I am a program officer with the Program on Nonviolent Action at the United States Institute of Peace, where I conduct applied research on nonviolent action and its intersections with peacebuilding, countering violent extremism, and democratization.
I am the author of From Dissent to Democracy: The Promise and Peril of Civil Resistance Transitions, published by Oxford University Press.
I have previously worked as a post-doctoral research fellow in the department of Sociology and Political Science at the Norwegian University of Science and Technology, an external associate at the Peace Research Institution of Oslo (PRIO), and a research fellow at the Sie Cheou-Kang Center for International Security and Diplomacy, where I supervised data collection for the Social Conflict Analysis Database (SCAD) and the Nonviolent and Violent Campaigns and Outcomes (NAVCO) 3.0 data project.

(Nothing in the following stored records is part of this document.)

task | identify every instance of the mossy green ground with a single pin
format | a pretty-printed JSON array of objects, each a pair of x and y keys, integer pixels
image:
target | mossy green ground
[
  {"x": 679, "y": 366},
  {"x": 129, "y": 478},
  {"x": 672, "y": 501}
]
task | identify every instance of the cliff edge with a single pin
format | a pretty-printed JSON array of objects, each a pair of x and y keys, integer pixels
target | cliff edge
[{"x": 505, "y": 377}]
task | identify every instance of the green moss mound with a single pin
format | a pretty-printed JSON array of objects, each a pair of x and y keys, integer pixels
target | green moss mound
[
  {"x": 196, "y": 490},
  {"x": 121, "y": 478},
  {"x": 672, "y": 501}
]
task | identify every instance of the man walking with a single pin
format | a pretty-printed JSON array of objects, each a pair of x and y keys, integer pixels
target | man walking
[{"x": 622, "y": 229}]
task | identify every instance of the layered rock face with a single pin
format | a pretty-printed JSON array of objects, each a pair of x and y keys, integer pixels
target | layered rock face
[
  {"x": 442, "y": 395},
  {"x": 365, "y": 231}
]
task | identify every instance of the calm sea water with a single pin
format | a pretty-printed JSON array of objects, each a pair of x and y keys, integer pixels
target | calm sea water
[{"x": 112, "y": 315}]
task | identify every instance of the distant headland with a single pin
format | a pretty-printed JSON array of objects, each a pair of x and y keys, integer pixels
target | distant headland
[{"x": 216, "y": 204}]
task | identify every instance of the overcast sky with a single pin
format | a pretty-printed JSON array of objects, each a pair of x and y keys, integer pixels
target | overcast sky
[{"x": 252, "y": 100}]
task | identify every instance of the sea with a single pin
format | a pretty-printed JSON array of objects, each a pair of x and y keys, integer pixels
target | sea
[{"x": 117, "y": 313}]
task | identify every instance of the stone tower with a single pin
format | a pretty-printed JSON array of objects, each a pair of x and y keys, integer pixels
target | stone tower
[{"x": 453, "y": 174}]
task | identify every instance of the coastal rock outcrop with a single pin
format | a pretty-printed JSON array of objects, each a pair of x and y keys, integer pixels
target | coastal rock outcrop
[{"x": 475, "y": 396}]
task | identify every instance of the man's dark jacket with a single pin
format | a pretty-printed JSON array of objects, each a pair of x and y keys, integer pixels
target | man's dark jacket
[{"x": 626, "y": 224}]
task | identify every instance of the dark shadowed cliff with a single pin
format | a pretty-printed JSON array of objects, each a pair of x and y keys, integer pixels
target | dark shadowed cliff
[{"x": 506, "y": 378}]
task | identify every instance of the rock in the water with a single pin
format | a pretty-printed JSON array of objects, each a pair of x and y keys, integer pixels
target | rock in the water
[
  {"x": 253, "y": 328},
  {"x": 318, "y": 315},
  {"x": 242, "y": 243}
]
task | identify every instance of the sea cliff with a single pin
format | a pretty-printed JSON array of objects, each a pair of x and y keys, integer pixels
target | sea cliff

I received my PhD in International Relations from the University of Denver in March 2018, my MA also from the University of Denver in 2014, and my BA in International Affairs from Gordon College in Wenham, Massachusetts in 2008. I was a 2012 recipient of the Korbel School’s Sie Fellowship and a 2016 recipient of the International Center on Nonviolent Conflict’s PhD fellowship. Prior to entering graduate school I worked for study abroad programs in Egypt and India and helped found BIRDS International, an NGO addressing issues of rural poverty in South India. I currently live in Washington DC and enjoy road biking, camping, and mountain climbing.